The depth of organizational pathology and the danger to youth are so great that the Probation Department is vying for a place among the county’s greatest atrocities, including MacLaren Children’s Center, where children who needed shelter from abusive or neglectful parents were molested and mistreated by county staff; and the former Martin Luther King Jr. Hospital (which earned the nickname Killer King), where patients were often ignored while physicians got rich and staff ran the public institution like an exclusive club. The supervisors finally closed MacLaren at the urging of legal counsel. MLK closed when the quality of care fell so low that it lost its accreditation and federal funding (a replacement hospital with a similar name but a different organizational structure is now serving the community). In both cases, the county was too late in sending in strike teams and turnaround artists. It’s probably too late for the Probation Department as well.
More than 50 employees working inside Los Angeles County’s juvenile lockups received promotions despite a history of disciplinary problems or criminal arrests under a deal county leaders quietly cut earlier this year.
There are two possible routes toward the necessary intervention. One is a takeover by the U.S. Department of Justice, although that chance may have passed a decade ago when the feds opted against a consent decree and imposed short-term fixes rather than lasting structural and cultural change.

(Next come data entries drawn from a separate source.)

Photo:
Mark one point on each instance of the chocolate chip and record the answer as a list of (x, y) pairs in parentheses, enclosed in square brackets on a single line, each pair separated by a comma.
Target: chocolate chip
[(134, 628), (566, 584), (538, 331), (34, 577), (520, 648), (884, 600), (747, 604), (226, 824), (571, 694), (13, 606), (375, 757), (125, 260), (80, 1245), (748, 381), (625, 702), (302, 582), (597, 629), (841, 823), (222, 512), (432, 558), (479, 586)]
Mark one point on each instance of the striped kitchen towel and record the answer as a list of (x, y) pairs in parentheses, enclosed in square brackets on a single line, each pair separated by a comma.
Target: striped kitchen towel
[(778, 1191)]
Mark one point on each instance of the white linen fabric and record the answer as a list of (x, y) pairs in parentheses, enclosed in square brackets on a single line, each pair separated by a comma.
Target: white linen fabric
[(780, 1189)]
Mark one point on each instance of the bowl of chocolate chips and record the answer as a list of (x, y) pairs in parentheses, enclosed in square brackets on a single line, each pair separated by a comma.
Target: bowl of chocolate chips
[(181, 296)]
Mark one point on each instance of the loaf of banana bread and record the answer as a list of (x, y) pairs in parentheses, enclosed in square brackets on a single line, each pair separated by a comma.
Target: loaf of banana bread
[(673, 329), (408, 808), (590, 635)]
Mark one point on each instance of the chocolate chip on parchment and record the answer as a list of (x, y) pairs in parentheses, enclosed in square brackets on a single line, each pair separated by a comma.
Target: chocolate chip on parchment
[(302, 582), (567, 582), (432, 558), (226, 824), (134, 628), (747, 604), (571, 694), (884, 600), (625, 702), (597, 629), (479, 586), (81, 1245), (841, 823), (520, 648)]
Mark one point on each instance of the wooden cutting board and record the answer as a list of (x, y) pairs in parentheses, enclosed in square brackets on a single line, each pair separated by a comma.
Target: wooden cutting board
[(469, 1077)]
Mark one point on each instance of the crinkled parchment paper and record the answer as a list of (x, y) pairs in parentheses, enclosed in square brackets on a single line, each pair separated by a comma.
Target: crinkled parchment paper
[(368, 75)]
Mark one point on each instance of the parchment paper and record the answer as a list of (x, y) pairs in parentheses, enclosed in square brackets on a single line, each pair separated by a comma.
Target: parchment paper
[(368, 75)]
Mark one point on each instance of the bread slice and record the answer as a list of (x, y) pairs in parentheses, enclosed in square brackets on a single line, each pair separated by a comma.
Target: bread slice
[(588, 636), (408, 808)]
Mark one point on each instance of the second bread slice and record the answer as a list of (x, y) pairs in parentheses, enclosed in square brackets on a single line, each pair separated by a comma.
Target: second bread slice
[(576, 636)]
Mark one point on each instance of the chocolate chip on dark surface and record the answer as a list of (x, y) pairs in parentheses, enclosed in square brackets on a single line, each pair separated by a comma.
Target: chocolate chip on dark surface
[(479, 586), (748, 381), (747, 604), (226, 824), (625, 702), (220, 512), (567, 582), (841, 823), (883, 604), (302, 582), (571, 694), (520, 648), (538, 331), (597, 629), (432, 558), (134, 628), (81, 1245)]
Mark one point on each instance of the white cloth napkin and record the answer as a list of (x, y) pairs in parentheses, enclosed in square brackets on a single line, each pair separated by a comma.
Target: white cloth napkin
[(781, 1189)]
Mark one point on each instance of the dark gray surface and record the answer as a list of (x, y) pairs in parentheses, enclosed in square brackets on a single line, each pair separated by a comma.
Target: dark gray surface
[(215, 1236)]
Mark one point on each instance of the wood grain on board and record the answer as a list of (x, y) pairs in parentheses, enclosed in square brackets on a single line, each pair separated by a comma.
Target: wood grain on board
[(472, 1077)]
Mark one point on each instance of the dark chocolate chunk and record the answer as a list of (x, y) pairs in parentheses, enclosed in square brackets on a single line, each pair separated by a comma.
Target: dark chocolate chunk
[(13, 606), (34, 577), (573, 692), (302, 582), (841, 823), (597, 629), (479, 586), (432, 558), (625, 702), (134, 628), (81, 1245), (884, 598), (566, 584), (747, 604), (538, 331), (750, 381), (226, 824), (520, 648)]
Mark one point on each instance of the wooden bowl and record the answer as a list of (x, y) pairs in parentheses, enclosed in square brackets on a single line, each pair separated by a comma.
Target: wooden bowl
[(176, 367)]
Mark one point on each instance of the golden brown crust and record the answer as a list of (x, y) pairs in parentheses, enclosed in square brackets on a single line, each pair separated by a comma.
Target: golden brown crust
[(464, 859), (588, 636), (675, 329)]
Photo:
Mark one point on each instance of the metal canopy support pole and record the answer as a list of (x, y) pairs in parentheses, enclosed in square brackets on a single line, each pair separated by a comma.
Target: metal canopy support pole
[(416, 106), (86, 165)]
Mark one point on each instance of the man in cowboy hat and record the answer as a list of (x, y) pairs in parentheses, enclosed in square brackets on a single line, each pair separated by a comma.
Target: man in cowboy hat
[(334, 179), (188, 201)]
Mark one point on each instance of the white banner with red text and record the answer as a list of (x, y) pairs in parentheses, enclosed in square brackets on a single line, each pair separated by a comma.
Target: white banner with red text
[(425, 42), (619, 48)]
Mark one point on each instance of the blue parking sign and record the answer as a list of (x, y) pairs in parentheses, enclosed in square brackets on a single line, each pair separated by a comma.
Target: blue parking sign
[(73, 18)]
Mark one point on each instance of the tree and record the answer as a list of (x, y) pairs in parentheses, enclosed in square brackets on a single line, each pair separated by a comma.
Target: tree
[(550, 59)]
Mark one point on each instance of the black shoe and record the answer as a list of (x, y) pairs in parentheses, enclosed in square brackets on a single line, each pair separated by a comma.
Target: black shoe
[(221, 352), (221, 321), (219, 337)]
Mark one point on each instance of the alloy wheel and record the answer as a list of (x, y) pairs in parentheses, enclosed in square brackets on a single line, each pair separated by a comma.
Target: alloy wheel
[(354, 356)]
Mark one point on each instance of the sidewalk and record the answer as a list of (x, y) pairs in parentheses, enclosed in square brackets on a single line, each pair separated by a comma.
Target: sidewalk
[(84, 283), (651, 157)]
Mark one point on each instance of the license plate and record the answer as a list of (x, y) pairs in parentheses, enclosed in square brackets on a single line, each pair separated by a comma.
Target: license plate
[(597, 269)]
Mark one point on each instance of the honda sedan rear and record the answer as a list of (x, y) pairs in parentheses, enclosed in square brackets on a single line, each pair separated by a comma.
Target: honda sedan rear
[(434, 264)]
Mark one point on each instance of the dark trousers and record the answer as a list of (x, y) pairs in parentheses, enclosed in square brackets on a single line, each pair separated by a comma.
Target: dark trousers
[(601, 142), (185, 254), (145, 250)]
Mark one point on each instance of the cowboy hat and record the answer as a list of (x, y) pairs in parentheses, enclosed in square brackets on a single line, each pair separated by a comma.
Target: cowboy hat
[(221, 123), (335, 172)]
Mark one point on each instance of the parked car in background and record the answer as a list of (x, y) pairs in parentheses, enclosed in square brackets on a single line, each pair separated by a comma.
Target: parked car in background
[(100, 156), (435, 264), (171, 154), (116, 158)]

The second is for the county to follow through on its proposal to substitute in an entirely different agency without the crushing weight of Probation Department culture and, crucially, labor contracts. The board has already created and is staffing up a Youth Development Department, but state law currently prevents anyone but the Probation Department from running juvenile halls and camps.

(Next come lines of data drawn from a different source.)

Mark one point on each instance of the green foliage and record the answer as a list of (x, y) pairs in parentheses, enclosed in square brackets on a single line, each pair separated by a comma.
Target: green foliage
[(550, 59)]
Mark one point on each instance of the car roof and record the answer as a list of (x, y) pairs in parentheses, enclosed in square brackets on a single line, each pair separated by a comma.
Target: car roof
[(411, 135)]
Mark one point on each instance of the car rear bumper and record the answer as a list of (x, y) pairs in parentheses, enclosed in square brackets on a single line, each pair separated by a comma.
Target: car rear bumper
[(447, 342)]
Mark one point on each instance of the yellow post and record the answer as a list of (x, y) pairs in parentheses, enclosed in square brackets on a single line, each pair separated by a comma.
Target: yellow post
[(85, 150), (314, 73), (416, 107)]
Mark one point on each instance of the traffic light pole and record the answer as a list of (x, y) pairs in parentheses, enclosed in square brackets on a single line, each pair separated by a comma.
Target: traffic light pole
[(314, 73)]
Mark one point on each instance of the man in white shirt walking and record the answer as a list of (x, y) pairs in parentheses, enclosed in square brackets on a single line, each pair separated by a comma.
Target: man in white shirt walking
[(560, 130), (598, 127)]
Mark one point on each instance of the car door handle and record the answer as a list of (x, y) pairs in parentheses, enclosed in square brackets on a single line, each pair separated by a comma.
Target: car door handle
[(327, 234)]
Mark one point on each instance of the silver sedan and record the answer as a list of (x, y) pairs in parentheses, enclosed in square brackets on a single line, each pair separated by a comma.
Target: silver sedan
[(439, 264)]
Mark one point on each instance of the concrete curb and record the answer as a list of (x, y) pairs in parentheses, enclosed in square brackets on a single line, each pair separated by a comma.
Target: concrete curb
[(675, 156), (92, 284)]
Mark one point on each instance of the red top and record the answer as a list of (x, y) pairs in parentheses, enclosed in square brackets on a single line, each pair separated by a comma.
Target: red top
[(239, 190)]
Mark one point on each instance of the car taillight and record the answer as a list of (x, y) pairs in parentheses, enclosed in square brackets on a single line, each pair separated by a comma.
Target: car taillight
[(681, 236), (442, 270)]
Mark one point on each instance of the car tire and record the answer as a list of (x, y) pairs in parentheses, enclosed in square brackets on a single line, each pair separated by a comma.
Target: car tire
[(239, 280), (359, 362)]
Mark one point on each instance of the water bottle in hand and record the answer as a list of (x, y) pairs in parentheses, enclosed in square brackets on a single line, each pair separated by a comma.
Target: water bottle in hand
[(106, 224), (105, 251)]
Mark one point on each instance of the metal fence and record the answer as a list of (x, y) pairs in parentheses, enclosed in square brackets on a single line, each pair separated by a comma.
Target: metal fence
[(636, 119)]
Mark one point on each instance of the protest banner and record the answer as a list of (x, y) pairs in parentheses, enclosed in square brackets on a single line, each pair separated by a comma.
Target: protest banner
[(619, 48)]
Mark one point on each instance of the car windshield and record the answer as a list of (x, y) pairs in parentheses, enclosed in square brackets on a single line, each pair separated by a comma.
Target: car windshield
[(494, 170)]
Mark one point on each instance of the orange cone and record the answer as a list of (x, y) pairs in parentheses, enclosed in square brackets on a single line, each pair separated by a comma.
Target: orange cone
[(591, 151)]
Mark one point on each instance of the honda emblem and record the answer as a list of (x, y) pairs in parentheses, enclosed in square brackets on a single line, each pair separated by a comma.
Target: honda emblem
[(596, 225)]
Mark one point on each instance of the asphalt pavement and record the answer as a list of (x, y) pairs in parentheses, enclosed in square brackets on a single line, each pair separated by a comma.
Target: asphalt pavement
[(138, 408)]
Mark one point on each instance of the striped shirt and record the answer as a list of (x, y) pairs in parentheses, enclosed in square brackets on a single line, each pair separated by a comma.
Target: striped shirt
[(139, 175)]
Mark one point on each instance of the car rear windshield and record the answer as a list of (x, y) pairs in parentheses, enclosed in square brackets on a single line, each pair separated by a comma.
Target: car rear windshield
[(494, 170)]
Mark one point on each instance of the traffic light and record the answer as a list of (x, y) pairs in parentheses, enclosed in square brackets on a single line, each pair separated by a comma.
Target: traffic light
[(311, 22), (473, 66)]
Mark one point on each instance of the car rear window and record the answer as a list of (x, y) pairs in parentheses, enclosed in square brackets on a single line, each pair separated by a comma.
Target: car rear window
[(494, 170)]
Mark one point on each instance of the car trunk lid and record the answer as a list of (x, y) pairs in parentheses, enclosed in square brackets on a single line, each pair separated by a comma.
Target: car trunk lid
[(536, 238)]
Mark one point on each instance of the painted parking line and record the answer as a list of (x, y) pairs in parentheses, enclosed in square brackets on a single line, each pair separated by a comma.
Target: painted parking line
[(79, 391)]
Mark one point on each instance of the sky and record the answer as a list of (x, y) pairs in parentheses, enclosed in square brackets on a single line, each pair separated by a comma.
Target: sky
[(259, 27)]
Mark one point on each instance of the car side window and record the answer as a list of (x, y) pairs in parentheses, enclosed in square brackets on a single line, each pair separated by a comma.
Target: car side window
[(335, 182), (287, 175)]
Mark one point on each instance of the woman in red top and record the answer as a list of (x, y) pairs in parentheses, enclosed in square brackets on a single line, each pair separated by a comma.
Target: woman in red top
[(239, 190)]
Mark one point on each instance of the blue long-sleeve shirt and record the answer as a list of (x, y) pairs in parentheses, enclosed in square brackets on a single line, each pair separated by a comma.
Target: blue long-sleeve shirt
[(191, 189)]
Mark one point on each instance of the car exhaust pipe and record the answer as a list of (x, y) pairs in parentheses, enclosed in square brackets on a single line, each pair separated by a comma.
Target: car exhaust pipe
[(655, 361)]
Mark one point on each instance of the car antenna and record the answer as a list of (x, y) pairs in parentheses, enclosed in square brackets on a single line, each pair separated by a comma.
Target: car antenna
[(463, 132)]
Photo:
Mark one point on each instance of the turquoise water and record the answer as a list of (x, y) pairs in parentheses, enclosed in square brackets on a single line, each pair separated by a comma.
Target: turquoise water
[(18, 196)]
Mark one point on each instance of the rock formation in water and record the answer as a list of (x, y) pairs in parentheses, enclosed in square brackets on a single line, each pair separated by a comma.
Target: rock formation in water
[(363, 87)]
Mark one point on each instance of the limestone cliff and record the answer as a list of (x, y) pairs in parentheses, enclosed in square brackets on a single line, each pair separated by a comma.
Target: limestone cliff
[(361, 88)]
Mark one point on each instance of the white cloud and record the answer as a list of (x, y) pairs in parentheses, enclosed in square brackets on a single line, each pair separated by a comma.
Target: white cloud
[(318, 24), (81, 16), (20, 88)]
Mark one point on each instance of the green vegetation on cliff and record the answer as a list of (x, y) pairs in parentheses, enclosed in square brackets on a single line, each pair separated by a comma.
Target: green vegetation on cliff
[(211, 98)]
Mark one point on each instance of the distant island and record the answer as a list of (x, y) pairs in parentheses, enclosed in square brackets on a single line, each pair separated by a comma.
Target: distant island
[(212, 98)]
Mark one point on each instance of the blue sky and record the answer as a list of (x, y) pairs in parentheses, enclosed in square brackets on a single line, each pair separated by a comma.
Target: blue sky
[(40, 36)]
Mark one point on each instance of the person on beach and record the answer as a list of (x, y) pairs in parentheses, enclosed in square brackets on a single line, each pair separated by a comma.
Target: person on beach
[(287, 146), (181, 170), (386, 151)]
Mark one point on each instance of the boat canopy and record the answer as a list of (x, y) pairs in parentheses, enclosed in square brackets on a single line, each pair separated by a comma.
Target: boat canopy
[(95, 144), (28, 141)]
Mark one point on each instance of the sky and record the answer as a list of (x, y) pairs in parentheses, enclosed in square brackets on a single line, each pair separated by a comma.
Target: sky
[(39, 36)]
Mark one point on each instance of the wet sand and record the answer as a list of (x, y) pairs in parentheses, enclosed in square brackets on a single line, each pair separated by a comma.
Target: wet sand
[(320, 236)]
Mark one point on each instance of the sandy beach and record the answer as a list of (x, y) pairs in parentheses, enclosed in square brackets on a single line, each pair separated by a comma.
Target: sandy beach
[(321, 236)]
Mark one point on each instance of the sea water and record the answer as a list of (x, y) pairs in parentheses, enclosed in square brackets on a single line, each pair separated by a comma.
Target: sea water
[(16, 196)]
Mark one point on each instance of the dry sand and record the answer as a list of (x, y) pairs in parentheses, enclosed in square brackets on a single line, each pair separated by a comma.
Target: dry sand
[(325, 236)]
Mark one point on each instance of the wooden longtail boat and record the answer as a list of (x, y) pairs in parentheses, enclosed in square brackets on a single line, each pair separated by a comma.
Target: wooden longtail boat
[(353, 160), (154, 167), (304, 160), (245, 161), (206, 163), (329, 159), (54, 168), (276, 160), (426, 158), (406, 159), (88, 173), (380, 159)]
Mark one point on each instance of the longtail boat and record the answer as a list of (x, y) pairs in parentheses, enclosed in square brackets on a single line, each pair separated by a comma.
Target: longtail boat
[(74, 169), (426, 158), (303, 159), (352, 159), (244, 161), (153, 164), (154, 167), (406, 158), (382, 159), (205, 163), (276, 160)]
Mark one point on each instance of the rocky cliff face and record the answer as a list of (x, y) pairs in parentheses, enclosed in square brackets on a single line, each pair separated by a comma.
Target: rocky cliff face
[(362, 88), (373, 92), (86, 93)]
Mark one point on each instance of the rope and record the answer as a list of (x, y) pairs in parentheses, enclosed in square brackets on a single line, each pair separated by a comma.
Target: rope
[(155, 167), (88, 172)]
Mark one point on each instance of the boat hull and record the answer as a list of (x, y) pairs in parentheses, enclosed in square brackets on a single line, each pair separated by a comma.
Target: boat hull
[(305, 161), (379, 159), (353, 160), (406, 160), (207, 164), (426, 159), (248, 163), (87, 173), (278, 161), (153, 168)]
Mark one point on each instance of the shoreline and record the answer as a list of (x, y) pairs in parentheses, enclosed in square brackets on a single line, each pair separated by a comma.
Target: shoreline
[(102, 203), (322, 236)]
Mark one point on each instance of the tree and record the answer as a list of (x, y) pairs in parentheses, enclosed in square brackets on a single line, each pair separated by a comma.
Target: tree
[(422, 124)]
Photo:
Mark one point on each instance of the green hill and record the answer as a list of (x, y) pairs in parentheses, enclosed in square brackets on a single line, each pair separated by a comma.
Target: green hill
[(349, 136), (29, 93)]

Proposed legislation could change that. The Board of Supervisors on Tuesday will consider whether to support Assembly Bill 1090 by Assemblyman Reggie Jones-Sawyer, which might be one key step toward permitting counties to designate someone other than a chief probation officer to do the job. It’s not a cure-all, and additional legislative changes would be needed. But it’s probably a more constructive step forward than sending in a strike team or simply hiring another short-termer to keep the disaster that is the Probation Department afloat.